I am still pretty new to bonsai. Just curious if bone meal would improve on the phosphorus and calcium deficiencies of the plants, it is readily available and affordable. Didn't read through the entire thead...yet.
It would, assuming you have a deficiency in both or either. It may also give you too high levels of either. Phosphate toxicity is a thing. And if you have an actual deficiency in something else, adding too much of the thing you don't need could make the deficiency worse through competition.
Apparently, calcium is one of the hardest thing for plants to take up. Because there is no active transport for it and because both potassium and magnesium directly compete with it, and are usually present in higher levels.
Which is why in the Mirai nutrition video they made a big point of having a higher ratio of calcium to potassium. So the calcium would in practice not be an issue. But too much phosphorus can definitely be one.
In soil, potassium buildup over time is a thing, because it does not flush away as much. Nitrogen for example will both disappear chemically or be washed away by water. I am not sure how in bonsai substrate phosphate buildup can be an issue.
I vaguely remember that in the Mirai video, they actually had phosphate buildup? Is this actually correct, if anyone remembers?
Bone meal by itself is a highly imbalanced fertilizer. So you'd have to be aware of that. It is somewhat cheap, though. You'd use bone meal in the mix with other fertilizers to set the phosphorus level at the correct level. Most other animal-waste fertilizers are mostly nitrogen, like feather meal or blood meal.
You would also require a pH below 7 for bacteria to be able to release the phosphorus from the phosphate minerals in the bone dust.

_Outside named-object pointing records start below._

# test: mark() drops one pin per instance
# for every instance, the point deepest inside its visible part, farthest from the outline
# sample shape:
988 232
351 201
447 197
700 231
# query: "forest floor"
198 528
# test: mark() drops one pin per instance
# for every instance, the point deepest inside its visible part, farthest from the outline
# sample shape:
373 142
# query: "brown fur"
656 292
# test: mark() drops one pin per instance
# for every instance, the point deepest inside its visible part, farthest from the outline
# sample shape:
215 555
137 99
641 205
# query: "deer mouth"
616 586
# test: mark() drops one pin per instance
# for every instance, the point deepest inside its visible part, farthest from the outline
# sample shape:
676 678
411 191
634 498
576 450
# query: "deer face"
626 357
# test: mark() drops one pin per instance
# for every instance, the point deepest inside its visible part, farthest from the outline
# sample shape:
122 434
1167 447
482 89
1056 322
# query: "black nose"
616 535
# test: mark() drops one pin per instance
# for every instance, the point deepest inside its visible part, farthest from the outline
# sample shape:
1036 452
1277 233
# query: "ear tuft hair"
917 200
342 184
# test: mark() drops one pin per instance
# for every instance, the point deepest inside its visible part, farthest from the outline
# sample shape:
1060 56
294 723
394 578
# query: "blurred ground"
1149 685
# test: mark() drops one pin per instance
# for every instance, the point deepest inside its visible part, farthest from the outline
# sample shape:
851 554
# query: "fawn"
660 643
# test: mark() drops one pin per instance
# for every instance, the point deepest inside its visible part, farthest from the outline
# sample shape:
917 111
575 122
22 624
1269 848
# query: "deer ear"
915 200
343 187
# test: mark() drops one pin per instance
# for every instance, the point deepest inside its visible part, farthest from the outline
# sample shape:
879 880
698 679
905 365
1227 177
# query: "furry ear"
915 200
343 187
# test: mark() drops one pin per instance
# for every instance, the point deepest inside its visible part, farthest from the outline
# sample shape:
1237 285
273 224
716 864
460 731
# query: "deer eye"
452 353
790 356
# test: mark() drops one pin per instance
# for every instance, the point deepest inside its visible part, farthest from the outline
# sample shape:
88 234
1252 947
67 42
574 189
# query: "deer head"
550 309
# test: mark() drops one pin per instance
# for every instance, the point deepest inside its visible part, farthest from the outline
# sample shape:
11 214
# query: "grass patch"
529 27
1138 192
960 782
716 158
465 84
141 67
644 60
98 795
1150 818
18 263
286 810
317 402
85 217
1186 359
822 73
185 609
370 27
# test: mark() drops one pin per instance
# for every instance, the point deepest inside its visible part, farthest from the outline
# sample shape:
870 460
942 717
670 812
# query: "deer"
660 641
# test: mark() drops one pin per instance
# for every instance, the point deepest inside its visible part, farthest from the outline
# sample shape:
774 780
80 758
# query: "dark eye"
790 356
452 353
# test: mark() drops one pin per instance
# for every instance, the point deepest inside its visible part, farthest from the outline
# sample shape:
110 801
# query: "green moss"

To my knowledge carbon in reference to nutrients has two meaning, Doc (dissolved organic carbon) and N-Doc (dissolved inorganic carbon). N-Doc as a nutrient will be mainly Co2, without having seen the video I believe they using carbon to reference Doc or dissolved organic carbon that is usually used in the form of carbohydrates (long chain polymer) in farming ex. Molasses.
This long chain polymers usually don’t have any direct affect to the tree although indirectly they will increase the beneficial bacteria in the soil aiding the delivery of Nitrogen and phosphorus and other nutrients to the tree via bacteria.

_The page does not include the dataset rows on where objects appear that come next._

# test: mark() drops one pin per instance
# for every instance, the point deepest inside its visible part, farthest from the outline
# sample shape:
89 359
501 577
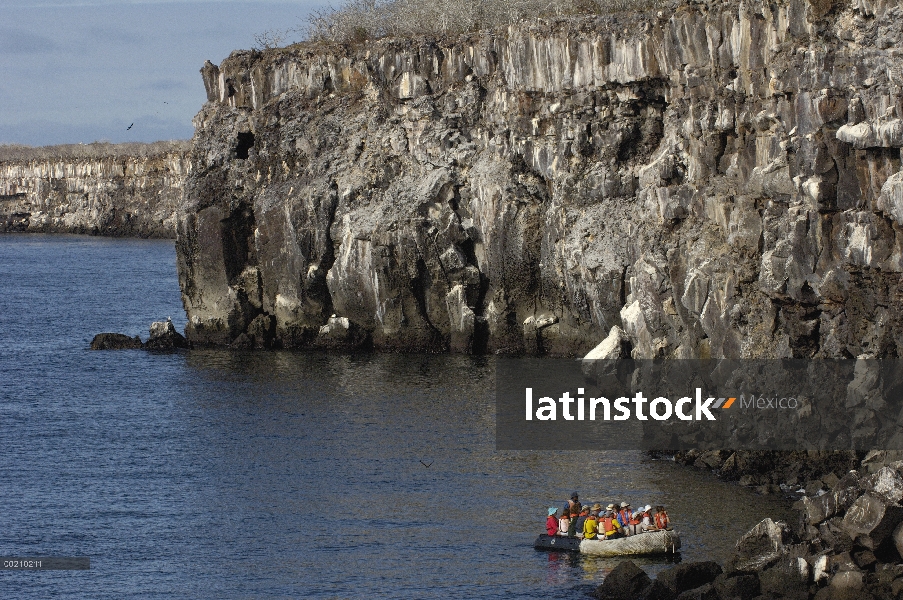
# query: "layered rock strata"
108 190
715 179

They would really need to clarify. Calling CO2 'carbon' is quite odd. The only accurate thing would be charcoal. Because sugars are not carbon. Neither are amino acids or any other organic molecules. Carbon is kinda chemically resistant.

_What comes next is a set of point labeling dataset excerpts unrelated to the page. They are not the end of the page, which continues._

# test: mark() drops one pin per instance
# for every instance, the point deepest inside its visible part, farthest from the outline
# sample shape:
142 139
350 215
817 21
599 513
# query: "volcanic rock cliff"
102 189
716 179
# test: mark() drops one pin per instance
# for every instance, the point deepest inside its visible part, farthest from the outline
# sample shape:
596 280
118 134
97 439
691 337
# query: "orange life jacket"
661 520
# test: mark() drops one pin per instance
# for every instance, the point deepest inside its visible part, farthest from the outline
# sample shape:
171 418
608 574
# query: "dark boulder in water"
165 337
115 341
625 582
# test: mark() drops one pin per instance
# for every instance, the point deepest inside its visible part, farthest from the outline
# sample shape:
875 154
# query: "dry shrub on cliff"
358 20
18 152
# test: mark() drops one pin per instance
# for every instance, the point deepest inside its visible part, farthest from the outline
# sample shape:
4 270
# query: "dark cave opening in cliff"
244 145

So then it is really a physical chemistry thing which I believe was discussed here and in the other biochar thread.
Having a living soil / healthy microbiome while growing a bonsai in substrate is a big question mark to me. Those people that do farming and claim to have very good soils in terms of microbiomes, they don't achieve that by throwing molasses in their soil. They do so by keeping the soil going by having plants grow in them permanently. Because the more roots they have in the soil, the healthier the microbiome becomes. And once you remove the plants/crops, and you leave it bare or you till it, they argue you are killing your microbiome. So you keep using cover crops. Just throwing molasses or even organic fertilizer on bare soil to 'feed the microbes' would not give you the right microbes. The ones you want are the ones that live in symbioses with the plants. You want fungi and bacteria that are fed by the plants through root exudates. For sure you can grow a ton of microbe biomass on things like molasses, manure, blood meal, etc. But what's the point?
When you learn about this farming approach and you try to translate it to bonsai in substrate, there's a lot to wonder about. Does it mean you want some fast-growing like spring oats to sit next to your bonsai? Besides mosses, I have not seen anyone attempt this.